This week I’m bringing you another terrible story, this one concerning the death of my fourth cousin 4 times removed, Reuel (or Ruel) U. Babcock, who died when he was two years old. Reuel was the son of John Hill and Willametta Jane (Platts) Babcock and was born on 6 August 1874 in Farina, Fayette County, Illinois. His maternal grandmother came from the Seventh Day Baptist line of Davises. His father served in the 8th Regiment, Iowa, Volunteer Infantry, during the Civil War.
John and Willametta were married on 8 April 1871 in Welton, Iowa, and had a total of four children, two daughters and two sons. Ethel, born in 1872 in Welton, lived until 1957; Eleanor, born in 1878, lived until 1948. Sadly, Reuel’s younger brother Royal, born three months before Reuel’s death, would also die in childhood, in 1882 at age five. Eleanor was born in North Loup, Nebraska, and this is where the remaining family members were enumerated in the 1880 census. In 1900 John, Willametta, and Eleanor were enumerated in Milton, Wisconsin. John and “Metta” were still in Milton in 1910 and 1920. John died in Milton in 1926; in 1930 Metta was living on her own, still in Milton, and she died there in 1936.
The Seventh Day Baptist newsletter, The Sabbath Recorder, provides us the sad but succinct account of Reuel’s death. It notes simply that he died in Farina, Illinois, on 1 December 1876 of “accidental scalding” at the age of 2 years, 3 months, and 25 days. Reuel was buried in the Farina Cemetery.

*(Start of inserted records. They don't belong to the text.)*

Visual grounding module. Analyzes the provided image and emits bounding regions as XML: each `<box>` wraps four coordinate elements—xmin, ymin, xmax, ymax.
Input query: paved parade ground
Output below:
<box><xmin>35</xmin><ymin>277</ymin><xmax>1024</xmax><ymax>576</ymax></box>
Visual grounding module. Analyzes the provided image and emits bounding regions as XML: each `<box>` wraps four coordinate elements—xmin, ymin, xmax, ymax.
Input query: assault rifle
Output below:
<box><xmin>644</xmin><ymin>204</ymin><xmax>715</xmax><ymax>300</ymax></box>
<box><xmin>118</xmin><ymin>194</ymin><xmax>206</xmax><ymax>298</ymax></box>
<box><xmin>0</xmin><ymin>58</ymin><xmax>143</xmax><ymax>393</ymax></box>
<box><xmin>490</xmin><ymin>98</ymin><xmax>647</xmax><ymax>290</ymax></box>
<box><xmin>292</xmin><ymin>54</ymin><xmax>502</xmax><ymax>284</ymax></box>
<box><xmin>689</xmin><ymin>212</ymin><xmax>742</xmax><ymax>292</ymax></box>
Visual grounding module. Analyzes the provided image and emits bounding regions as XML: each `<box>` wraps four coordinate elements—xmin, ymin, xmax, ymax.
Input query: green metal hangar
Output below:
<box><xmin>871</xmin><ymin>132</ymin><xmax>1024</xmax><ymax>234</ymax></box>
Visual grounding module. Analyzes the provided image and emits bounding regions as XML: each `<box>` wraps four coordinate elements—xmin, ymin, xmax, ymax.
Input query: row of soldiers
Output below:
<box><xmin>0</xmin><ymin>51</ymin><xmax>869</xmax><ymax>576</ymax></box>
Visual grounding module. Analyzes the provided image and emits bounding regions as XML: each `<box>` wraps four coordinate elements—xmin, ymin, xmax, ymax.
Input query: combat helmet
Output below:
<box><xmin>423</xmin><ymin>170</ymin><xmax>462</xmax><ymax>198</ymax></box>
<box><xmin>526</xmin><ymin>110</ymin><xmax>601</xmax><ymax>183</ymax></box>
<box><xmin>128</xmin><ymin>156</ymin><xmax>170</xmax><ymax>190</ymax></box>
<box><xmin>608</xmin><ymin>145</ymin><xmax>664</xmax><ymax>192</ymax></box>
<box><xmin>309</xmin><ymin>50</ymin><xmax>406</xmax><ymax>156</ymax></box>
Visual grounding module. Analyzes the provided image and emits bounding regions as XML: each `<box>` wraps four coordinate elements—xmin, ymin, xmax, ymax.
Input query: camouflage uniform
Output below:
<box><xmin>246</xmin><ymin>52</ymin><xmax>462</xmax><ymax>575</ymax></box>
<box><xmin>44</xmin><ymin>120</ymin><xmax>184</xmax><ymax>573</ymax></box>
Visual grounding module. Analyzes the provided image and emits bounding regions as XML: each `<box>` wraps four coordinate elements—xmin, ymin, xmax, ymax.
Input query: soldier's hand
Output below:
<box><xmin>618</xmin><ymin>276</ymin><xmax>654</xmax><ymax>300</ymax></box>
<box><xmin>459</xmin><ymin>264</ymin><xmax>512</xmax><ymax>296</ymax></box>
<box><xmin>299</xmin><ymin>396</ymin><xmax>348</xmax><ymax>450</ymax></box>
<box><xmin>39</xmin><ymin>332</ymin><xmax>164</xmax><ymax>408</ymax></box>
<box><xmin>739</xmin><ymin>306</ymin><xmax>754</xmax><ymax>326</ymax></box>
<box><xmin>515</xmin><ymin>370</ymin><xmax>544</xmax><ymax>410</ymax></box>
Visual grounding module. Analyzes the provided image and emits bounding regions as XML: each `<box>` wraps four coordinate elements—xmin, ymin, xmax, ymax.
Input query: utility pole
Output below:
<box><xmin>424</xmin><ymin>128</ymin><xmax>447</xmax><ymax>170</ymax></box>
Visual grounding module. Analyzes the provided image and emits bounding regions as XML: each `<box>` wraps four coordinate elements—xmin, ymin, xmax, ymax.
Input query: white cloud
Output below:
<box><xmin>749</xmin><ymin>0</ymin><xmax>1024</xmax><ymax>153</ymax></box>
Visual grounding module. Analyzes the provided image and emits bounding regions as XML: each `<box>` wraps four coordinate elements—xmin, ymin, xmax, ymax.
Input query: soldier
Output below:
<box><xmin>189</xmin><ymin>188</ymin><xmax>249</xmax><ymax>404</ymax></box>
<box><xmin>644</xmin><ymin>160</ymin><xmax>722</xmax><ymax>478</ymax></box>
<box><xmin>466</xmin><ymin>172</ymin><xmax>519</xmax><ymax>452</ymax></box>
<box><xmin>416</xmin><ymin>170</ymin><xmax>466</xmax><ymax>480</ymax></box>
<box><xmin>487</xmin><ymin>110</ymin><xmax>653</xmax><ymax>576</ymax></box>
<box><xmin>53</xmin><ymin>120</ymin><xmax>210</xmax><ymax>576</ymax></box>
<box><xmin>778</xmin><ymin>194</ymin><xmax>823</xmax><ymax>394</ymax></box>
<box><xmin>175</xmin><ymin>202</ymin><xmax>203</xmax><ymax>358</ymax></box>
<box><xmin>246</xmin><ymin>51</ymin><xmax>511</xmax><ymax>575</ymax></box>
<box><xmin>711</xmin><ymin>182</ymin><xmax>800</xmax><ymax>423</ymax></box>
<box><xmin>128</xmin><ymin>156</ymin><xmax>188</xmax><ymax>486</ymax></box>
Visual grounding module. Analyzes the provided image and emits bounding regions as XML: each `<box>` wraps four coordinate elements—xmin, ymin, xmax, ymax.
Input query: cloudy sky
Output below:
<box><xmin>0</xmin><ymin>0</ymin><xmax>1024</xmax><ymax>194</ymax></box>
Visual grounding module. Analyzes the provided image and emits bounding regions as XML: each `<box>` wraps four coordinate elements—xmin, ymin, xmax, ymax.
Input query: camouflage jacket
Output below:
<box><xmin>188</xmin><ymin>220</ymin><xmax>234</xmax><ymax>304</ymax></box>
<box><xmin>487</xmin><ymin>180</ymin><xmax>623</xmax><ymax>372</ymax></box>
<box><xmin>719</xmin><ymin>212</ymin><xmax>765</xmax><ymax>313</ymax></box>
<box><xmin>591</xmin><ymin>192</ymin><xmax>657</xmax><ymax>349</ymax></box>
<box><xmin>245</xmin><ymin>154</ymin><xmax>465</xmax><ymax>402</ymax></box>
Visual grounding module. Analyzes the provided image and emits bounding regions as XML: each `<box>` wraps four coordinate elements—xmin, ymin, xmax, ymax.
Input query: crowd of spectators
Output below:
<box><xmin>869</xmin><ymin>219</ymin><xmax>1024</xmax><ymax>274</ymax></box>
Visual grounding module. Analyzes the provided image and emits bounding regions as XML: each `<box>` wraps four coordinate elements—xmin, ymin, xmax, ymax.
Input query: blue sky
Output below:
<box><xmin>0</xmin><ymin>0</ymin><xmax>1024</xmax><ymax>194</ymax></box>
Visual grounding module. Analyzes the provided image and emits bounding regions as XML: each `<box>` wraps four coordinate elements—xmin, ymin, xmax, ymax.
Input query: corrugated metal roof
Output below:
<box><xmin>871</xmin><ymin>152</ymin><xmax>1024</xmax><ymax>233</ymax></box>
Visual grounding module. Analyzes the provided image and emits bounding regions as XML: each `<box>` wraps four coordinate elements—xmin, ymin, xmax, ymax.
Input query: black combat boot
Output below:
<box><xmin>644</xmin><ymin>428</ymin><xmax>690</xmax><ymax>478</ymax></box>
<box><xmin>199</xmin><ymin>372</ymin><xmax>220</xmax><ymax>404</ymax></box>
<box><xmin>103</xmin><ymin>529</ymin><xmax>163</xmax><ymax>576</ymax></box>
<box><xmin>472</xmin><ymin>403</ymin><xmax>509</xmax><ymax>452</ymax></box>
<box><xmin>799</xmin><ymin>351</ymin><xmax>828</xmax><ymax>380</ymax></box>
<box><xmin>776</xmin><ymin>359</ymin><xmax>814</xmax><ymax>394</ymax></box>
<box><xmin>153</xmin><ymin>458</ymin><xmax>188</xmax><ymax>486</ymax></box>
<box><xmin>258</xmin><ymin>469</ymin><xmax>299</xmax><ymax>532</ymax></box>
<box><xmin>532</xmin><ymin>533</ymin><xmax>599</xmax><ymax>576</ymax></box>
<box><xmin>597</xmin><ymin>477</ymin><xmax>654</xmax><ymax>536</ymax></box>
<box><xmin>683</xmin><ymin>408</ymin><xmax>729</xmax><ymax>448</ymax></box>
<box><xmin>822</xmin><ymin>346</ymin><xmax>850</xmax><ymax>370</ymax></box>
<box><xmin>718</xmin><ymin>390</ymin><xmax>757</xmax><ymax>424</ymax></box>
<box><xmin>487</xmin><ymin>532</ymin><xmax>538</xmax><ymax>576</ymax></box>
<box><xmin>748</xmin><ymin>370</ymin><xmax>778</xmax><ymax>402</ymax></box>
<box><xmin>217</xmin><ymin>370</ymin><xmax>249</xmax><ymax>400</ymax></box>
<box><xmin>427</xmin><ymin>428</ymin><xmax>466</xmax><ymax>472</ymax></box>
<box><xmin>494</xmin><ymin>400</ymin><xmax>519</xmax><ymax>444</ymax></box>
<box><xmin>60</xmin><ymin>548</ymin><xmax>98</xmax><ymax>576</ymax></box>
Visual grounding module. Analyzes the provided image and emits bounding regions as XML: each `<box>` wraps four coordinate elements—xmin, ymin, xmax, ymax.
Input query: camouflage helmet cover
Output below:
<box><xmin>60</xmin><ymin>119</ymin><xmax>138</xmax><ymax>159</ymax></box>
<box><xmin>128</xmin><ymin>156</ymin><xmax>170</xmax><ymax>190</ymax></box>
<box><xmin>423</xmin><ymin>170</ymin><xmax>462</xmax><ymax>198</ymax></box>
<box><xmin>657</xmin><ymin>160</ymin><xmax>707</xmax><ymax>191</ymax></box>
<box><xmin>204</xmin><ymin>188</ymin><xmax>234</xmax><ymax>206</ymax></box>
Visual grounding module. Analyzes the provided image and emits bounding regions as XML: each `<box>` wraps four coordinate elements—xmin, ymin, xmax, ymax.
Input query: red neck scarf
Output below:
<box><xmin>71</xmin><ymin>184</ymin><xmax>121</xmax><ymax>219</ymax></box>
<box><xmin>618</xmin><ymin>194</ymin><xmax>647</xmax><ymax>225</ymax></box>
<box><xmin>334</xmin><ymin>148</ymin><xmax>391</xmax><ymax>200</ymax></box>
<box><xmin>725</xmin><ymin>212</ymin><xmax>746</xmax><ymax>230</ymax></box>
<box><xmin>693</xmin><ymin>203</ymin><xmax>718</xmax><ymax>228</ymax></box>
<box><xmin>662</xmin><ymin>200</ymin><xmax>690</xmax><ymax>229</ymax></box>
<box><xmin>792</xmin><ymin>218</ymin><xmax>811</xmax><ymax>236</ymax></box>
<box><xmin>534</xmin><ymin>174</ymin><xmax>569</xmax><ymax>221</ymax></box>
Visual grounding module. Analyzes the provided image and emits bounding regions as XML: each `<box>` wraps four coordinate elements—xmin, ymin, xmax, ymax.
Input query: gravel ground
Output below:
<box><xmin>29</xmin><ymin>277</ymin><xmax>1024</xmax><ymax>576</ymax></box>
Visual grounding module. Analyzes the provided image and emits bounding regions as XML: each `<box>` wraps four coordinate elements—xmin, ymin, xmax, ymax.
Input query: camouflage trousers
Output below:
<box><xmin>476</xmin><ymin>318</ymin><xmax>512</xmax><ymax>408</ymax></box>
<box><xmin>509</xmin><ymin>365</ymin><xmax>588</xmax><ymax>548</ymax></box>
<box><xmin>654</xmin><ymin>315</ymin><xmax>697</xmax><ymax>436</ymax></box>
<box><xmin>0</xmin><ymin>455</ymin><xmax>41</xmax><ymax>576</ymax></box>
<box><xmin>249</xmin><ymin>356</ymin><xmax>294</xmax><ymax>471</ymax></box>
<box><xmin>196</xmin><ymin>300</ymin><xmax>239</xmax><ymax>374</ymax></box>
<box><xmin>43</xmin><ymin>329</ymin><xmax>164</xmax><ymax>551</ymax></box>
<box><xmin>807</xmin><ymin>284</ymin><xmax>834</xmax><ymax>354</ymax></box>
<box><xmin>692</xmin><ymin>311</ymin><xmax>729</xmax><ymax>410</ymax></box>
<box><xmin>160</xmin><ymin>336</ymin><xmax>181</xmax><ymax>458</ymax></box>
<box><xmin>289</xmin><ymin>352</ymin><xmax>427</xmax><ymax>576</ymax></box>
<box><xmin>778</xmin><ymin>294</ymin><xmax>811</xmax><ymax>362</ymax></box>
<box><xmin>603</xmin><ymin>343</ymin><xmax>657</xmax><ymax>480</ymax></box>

I’ve found no additional details to explain exactly what happened to Reuel or to his brother Royal. John and Metta do make an appearance in the North Loup Loyalist in 1921 in a commemoration of their golden wedding anniversary. This article notes that they were married at the end of a Sabbath morning service, and that John’s sister Lottie was married at the same time, to Mr. A. L. Clarke. It further notes that in their later years they were affectionately known by many as “Uncle Johnny” and “Aunt Metta.” According to the article, Metta had written a letter to the editor concerning the anniversary and stated they had received over 100 postcards and letters of congratulations. She also noted of their early years of living in North Loup, “The privations of the pioneer life did not seem hard to us. We looked forward to better times, and in God’s providence they came.”